USC researchers harness the power of living organisms to make materials that are strong, tolerant and resilient
Qiming Wang and researchers at the USC Viterbi School of Engineering are harnessing living bacteria to create engineering materials that are strong, tolerant, and resilient. The research is published in Advanced Materials. “The materials we are making are living and self-growing,” said Wang, the Stephen Schrank Early Career Chair in Civil and Environmental Engineering and assistant professor of civil and environmental engineering in the Sonny Astani Department of Civil and Environmental Engineering (CEE). The researchers work with specific bacteria, S. pasteurii known for secreting an enzyme called urease. When urease is exposed to urea and calcium ions, it produces calcium carbonate, a fundamental and strong mineral compound found in bones or teeth. “The key innovation in our research,” said Wang, “is that we guide the bacteria to grow calcium carbonate minerals to achieve ordered microstructures which are similar to those in the natural mineralized composites.” Wang added: “Bacteria know how to save time and energy to do things. They have their own intelligence, and we can harness their smartness to design hybrid materials that are superior to fully synthetic options.

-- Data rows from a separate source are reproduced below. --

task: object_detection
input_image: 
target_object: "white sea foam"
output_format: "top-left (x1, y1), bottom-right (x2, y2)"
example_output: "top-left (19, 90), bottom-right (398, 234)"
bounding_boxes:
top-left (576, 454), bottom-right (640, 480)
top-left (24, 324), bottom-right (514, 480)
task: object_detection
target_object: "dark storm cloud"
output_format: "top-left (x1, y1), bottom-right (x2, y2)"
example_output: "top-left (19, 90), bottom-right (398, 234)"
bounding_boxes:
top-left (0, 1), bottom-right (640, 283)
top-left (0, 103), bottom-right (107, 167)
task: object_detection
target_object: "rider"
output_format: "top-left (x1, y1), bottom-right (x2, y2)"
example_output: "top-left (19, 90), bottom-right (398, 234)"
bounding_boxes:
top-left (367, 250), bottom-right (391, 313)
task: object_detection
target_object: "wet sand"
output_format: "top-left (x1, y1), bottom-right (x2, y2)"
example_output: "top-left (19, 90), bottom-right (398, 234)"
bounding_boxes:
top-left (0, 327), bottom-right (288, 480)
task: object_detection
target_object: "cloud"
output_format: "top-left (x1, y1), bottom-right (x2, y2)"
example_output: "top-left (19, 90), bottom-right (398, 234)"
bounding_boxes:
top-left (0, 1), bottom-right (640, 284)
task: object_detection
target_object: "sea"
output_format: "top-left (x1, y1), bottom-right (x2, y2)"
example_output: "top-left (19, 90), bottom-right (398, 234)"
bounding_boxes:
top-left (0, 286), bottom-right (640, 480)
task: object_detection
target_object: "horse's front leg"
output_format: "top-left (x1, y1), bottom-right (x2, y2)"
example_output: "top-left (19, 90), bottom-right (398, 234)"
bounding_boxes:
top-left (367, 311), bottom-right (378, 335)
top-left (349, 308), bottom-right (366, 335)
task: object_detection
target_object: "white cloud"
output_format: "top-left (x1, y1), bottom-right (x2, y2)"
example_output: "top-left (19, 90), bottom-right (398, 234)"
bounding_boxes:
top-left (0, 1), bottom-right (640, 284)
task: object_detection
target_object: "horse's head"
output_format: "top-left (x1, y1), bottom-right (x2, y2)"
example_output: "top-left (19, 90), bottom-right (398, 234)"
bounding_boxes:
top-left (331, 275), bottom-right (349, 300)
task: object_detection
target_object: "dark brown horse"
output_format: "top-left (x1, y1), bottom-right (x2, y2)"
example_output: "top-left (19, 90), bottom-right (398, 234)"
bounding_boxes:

Combining living bacteria and synthetic materials, Wang said this new living material demonstrates mechanical properties superior to that of any natural or synthetic material currently in use. This is largely due to the material’s bouligand structure, which is characterized by multiple layers of minerals laid at varying angles from each other to form a sort of “twist” or helicoidal shape. This structure is difficult to create synthetically. In order to build the material, the researchers 3-D printed a lattice structure or scaffolding. This structure has empty squares within it and the lattice layers are laid at varying angles to create scaffolding in line with the helicoidal shape. The bacteria are then introduced to this structure. There the bacteria will secrete urease, the enzyme which triggers formations of calcium carbonate crystals. These grow from the surface up, eventually filling in the tiny squares or voids in the 3-D printed lattice structure. Bacteria like porous surfaces, Wang said, allowing them to create different patterns with the minerals. The living materials are relatively lightweight, also offering options for defense applications like body armor or vehicle armor. “This material could resist bullet penetration and dissipate energy from its release to avoid damage,” said Yipin Su, a postdoc working with Wang.